It seems the dark spectre of Tillegra Dam will hang over the Lower Hunter for a while longer.
And, perhaps of more importance, taxpayers will
continue to fork out for the now defunct project, this time in the form of a pay cheque for a government consultant who has been hired to help dismantle the wrongs of the past administration.
The latest development in this long and sorry saga again centres on Hunter Water which has called for tenders to help develop a long term strategy for the farmland that was purchased to make way for the dam.
The specialist consultant will be engaged to develop the strategy which will focus on Hunter Water's landholdings in the Williams River Valley.
Local stakeholders, including Dungog Shire Council, the community and relevant government planning authorities, have been promised a say in developing the strategy.
This is a positive move, without question.

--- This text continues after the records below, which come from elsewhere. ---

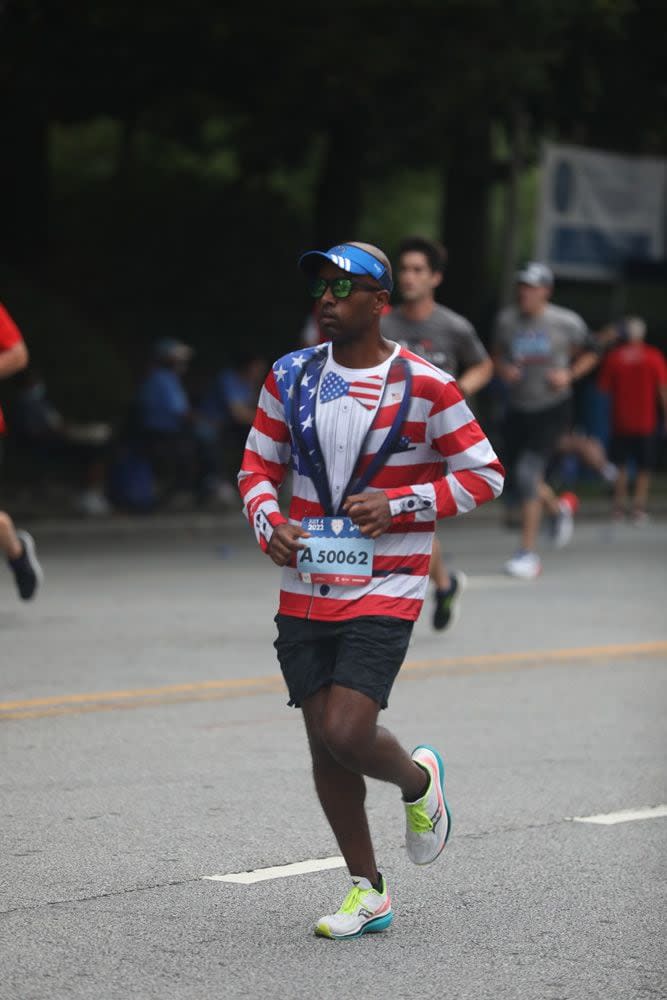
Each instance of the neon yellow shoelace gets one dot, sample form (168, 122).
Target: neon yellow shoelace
(354, 899)
(419, 820)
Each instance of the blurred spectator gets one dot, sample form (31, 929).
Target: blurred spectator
(163, 423)
(450, 342)
(57, 445)
(225, 417)
(17, 546)
(540, 350)
(634, 374)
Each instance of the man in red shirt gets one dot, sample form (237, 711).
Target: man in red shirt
(635, 376)
(18, 546)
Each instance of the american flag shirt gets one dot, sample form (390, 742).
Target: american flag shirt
(329, 425)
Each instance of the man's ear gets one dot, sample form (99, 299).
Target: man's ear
(381, 301)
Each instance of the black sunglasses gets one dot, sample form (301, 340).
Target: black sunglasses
(340, 287)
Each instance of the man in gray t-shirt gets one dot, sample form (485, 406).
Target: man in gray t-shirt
(539, 350)
(448, 341)
(442, 337)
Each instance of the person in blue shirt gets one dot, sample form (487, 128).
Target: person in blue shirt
(164, 421)
(226, 414)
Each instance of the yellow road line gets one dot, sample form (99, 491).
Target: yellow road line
(236, 687)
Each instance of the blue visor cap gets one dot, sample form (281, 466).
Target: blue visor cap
(351, 259)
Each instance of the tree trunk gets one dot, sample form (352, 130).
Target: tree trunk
(509, 239)
(24, 186)
(467, 181)
(338, 198)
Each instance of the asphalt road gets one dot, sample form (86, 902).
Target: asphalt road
(146, 743)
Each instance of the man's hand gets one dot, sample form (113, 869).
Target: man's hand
(370, 511)
(285, 542)
(559, 378)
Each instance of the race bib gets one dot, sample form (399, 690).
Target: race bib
(336, 553)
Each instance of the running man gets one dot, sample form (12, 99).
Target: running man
(366, 428)
(449, 342)
(539, 351)
(18, 546)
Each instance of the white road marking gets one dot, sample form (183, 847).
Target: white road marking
(324, 864)
(483, 581)
(280, 871)
(623, 816)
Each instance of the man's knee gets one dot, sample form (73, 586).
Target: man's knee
(529, 474)
(346, 736)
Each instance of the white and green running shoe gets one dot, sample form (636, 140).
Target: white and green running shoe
(364, 910)
(428, 820)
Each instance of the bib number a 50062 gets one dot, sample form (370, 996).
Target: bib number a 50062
(336, 553)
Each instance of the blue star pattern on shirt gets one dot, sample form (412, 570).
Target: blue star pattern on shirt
(333, 387)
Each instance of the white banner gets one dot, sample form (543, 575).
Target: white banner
(598, 210)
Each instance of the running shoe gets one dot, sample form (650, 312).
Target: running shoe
(447, 602)
(26, 568)
(364, 911)
(524, 565)
(562, 525)
(428, 820)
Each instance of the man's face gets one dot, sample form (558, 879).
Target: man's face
(346, 320)
(416, 280)
(532, 299)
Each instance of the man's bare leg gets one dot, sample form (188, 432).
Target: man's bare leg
(640, 499)
(531, 514)
(621, 491)
(438, 571)
(345, 744)
(10, 543)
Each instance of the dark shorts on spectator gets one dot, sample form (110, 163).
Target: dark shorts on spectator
(364, 654)
(638, 448)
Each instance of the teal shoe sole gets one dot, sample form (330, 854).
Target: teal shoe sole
(441, 770)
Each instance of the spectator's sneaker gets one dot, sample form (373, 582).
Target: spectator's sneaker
(524, 565)
(562, 526)
(26, 568)
(447, 602)
(364, 910)
(93, 504)
(428, 820)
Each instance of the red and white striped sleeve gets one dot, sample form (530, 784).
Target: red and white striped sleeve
(474, 473)
(265, 462)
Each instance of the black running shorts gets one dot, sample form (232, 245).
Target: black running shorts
(364, 654)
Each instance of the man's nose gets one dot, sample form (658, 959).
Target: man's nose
(328, 295)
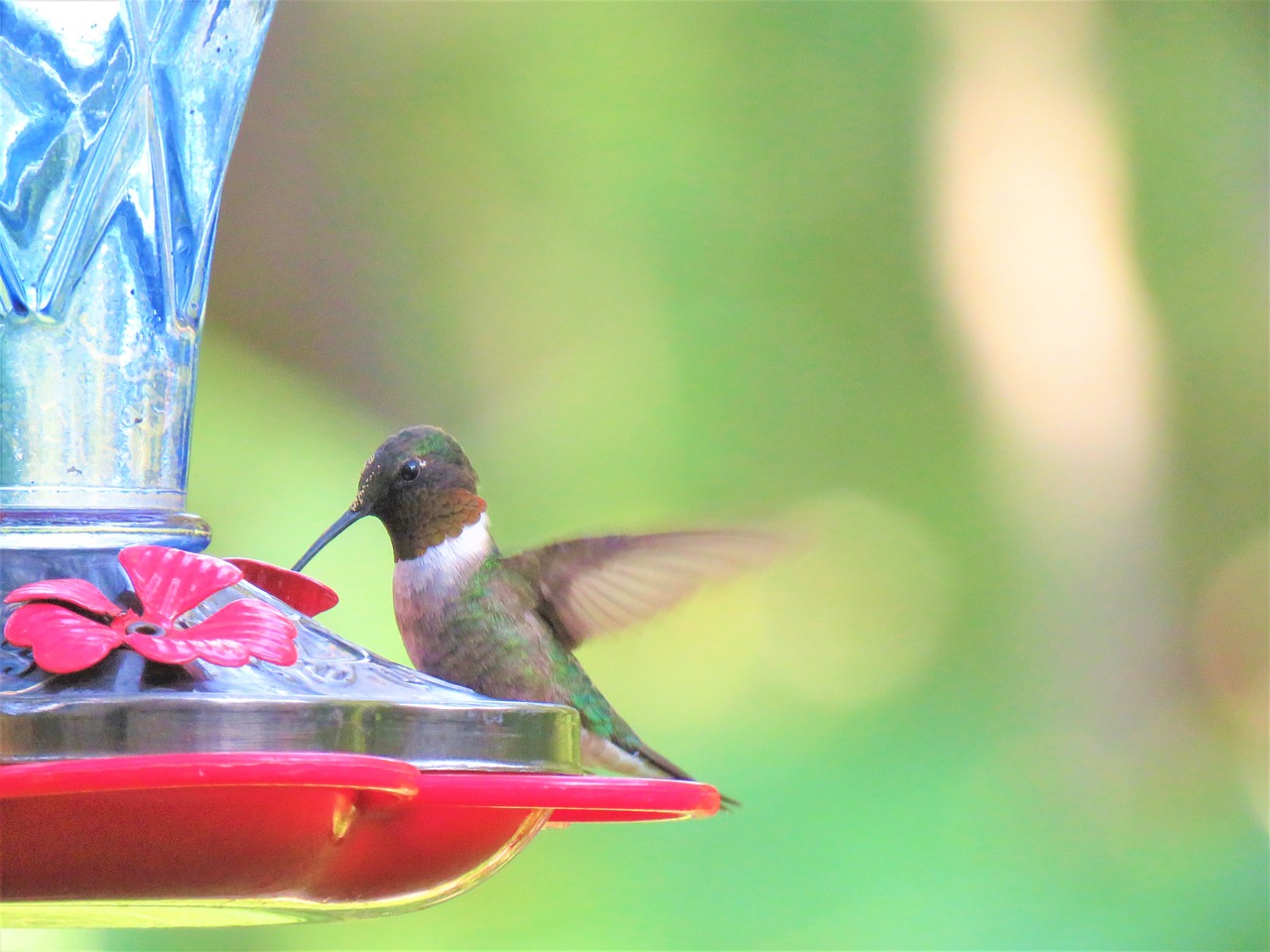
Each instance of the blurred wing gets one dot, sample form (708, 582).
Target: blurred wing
(590, 585)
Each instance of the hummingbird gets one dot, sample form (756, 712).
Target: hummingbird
(508, 626)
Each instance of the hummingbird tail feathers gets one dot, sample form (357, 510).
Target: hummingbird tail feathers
(645, 753)
(635, 758)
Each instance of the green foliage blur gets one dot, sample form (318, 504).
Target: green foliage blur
(670, 264)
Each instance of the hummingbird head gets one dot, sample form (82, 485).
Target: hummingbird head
(421, 485)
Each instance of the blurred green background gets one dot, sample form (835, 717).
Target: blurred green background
(976, 290)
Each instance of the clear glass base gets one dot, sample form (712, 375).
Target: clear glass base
(26, 529)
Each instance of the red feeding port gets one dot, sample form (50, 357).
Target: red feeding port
(314, 834)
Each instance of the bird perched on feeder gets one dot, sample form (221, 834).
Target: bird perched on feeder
(507, 626)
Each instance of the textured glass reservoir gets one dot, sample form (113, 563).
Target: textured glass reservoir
(116, 127)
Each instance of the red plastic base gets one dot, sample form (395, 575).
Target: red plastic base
(339, 829)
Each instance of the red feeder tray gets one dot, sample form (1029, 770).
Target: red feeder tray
(238, 838)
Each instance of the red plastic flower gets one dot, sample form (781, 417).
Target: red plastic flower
(307, 595)
(70, 625)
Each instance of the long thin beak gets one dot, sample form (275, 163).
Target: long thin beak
(336, 527)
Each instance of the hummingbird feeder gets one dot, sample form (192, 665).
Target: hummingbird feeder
(181, 743)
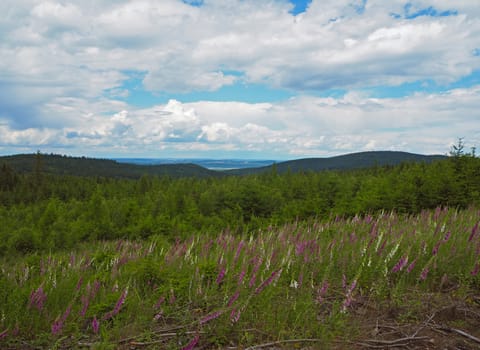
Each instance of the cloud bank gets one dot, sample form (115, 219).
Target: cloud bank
(67, 66)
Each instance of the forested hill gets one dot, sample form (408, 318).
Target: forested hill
(82, 166)
(344, 162)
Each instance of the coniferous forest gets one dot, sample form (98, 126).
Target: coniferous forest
(269, 259)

Hunter Water’s management says it wants to ensure that the best value for the land is achieved “for the benefit of the local economy and ultimately Hunter Water's
customers" and that it is expected a staged release of land over the long term will be considered as part of the
That too, would seem to be the correct procedure.
But what of the land and its former owners who, afterall, have been put through more than enough over many years?
The No Tillegra Dam Group believes Hunter Water never considered land values when it pressured Williams River Valley landowners into selling their land in the first place; now the facility wants to maximise returns.
The tragedy is that the number of lives that were changed forever when farmers were forced off their land may never be fully known; nor the lost agricultural production from some of the richest farmland in the state.
There is more than a touch of irony to this situation but what is for certain is that the events of the past must not be repeated anywhere in the state, anytime in the future.